Tenía razón en que, desde entonces, hemos tenido en Chile una racha de políticas populistas, aunque no esté claro que sea -como creía él- por demanda de la ciudadanía; y no hay duda que en Argentina la gente está harta de tanta fiesta irresponsable. «Ya basta de esos delincuentes que quieren hacerse de guita sin laburar», nos decía un taxista, expresando el deseo que parece haber en el país de ponerle manos a la obra. Es ese el ambiente que ha cosechado Macri.

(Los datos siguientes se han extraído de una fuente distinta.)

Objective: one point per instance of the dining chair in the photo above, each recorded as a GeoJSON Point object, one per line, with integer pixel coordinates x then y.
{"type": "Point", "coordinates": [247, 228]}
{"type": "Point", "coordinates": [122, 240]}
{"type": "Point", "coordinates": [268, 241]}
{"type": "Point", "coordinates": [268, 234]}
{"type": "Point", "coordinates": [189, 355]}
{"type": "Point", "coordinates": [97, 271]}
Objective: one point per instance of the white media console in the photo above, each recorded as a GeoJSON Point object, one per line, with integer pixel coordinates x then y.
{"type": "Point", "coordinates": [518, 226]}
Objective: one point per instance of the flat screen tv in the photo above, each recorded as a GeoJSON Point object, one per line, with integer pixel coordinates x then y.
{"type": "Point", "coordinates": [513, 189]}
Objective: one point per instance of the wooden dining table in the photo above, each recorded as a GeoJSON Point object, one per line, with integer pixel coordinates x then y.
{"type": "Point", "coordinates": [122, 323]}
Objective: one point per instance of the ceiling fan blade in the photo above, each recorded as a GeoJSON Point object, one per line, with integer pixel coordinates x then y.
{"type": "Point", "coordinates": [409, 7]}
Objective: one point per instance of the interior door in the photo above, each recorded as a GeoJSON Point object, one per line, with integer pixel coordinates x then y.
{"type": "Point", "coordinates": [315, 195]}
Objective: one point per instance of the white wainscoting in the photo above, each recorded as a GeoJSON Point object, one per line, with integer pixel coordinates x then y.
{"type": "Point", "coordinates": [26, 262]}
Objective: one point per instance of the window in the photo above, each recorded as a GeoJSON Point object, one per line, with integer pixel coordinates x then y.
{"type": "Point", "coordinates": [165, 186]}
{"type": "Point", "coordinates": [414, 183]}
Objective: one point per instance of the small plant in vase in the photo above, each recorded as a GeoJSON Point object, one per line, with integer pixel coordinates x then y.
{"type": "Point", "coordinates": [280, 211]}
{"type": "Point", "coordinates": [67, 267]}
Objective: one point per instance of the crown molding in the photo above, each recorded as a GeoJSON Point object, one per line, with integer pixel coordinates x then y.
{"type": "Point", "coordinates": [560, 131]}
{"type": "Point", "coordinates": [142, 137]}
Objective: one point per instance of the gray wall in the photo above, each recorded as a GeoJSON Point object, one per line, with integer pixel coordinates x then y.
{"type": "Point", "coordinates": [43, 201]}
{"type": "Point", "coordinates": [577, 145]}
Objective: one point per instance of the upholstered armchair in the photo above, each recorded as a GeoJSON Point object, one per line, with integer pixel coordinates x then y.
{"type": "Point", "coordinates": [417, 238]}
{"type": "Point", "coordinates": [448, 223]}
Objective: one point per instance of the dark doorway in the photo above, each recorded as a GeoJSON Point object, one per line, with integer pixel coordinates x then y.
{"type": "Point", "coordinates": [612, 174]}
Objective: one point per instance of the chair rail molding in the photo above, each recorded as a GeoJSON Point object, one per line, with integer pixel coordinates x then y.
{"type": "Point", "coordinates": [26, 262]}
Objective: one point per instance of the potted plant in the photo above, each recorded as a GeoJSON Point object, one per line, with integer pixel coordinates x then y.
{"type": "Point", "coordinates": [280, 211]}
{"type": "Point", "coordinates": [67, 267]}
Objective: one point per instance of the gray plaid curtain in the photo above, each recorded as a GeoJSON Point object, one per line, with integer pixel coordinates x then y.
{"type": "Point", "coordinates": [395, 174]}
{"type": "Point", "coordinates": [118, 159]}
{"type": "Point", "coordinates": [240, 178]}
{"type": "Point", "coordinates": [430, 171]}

La oposición chilena puede aprender mucho de él. Ha crecido como candidato. Es menos frío, más afectivo que antes. Ha aprendido que para ganar elecciones no basta con prometer una buena gestión: hay que tocar las emociones de la gente. Tal vez le haya servido de ejemplo la magnífica María Eugenia Vidal, quien tras una conmovedora campaña, ganó la gobernación de la Provincia de Buenos Aires, donde se suponía que los peronistas eran imbatibles. María Eugenia ya era conocida por su buena gestión en el gobierno de la Capital Federal. Pero esa fama la complementó con un incansable trabajo en terreno. Iba a pie de casa en casa, en las villas miserias más turbias de la provincia, desplegando cariño y simpatía. Otro atributo aleccionador de Macri ha sido su pragmatismo. Es un ingeniero a quien no le interesa la ideología. Quiere hacer el bien y para hacerlo busca la combinación de Estado y mercado que mejor funcione. Finalmente, en un país donde el gobierno alimenta la discordia y el conflicto, Macri es un hombre de paz: no critica a nadie, y apunta a la unidad de los argentinos. Su serenidad pone en jaque la feroz campaña del terror que le hacen. Si gana, su principal desafío va a ser contener las elevadas expectativas que su excelente imagen ha despertado, en un país de mucha mafia política, empresarial y sindical, donde tantos argentinos dependen -sin que medie mucho laburo- del Estado.

El caso Macri le provee pistas a la oposición en Chile, si es que esta logra organizarse: buena gestión, pero también afecto; pragmatismo, libertad ideológica; y búsqueda de unidad frente a un gobierno conflictivo.